According to Paris Habitat, the good real estate deal lasted a little too long. The social landlord of the capital asked, Friday, May 20, the outgoing socialist deputy Jérôme Lambert – candidate for his re-election – to return the social housing he has occupied for twenty-five years, announced the president of Paris Habitat, Eric Pliez , mayor of the 20th arrondissement of Paris, on Friday on Twitter. “Social housing should be reserved for those who really need it. We will ensure this at Paris Habitat with a [reinforcement] of controls, ”he continued.

Mediapart had revealed Thursday that Jérôme Lambert, deputy of Charente lived in intermediate rent housing (PLI) of the Paris Habitat social park, with an area of ​​95 m2 for 971 euros per month (excluding charges), far from the price of housing in the private market, estimated around 2,300 euros for this area. According to the website of the National Assembly, the allowance of a parliamentarian amounts to 5,679 euros net per month.

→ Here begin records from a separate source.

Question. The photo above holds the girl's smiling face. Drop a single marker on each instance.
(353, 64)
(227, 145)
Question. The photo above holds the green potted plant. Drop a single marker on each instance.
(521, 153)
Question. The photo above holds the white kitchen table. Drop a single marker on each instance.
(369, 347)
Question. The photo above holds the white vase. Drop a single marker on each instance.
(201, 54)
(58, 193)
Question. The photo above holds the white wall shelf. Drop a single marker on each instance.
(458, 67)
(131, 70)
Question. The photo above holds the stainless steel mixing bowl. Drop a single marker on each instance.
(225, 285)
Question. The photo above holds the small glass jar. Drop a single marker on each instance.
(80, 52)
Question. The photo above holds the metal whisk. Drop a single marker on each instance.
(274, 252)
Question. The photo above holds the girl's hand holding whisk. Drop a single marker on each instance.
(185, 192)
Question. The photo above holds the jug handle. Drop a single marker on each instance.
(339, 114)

Interviewed by Agence France-Presse on Thursday evening, Mr. Lambert said: “There is nothing hidden, everything is clear from the start. The fact that a Member lives in intermediate accommodation is nothing new. It’s not an HLM. “Twenty-five years ago I got this five-room apartment – ​​we were a family of five then – for the market price, 900 euros. Lease increases were indexed to the cost of construction index, or about 1% per year. Today, it is no longer the market price,” he acknowledged.

“It’s completely legal, it’s not a free pass. I am being sued that makes no sense. Paris Habitat has never asked me for anything” until now, he added. He specified that he was going to leave this accommodation, within the framework of the divorce agreement with his wife, who is his former collaborator.

Tribune in “Têtu” against his investiture

Aged 64, Mr. Lambert is the longest-serving member of parliament, having been a member of parliament between 1986 and 1993, then continuously since 1997. He is running for an eighth term, in the 3rd constituency of la Charente, under the label Citizens’ Movement, because it was not taken over by the PS within the framework of the New People’s Ecological and Social Union.

In question: his opposition to the law on marriage for all and to the PMA for all. In 2014, he intervened in a video of La Manif pour tous, the movement of opponents of the Taubira law. Several elected officials and left-wing candidates are among the 600 signatories of a column published in early May by Têtu against his investiture.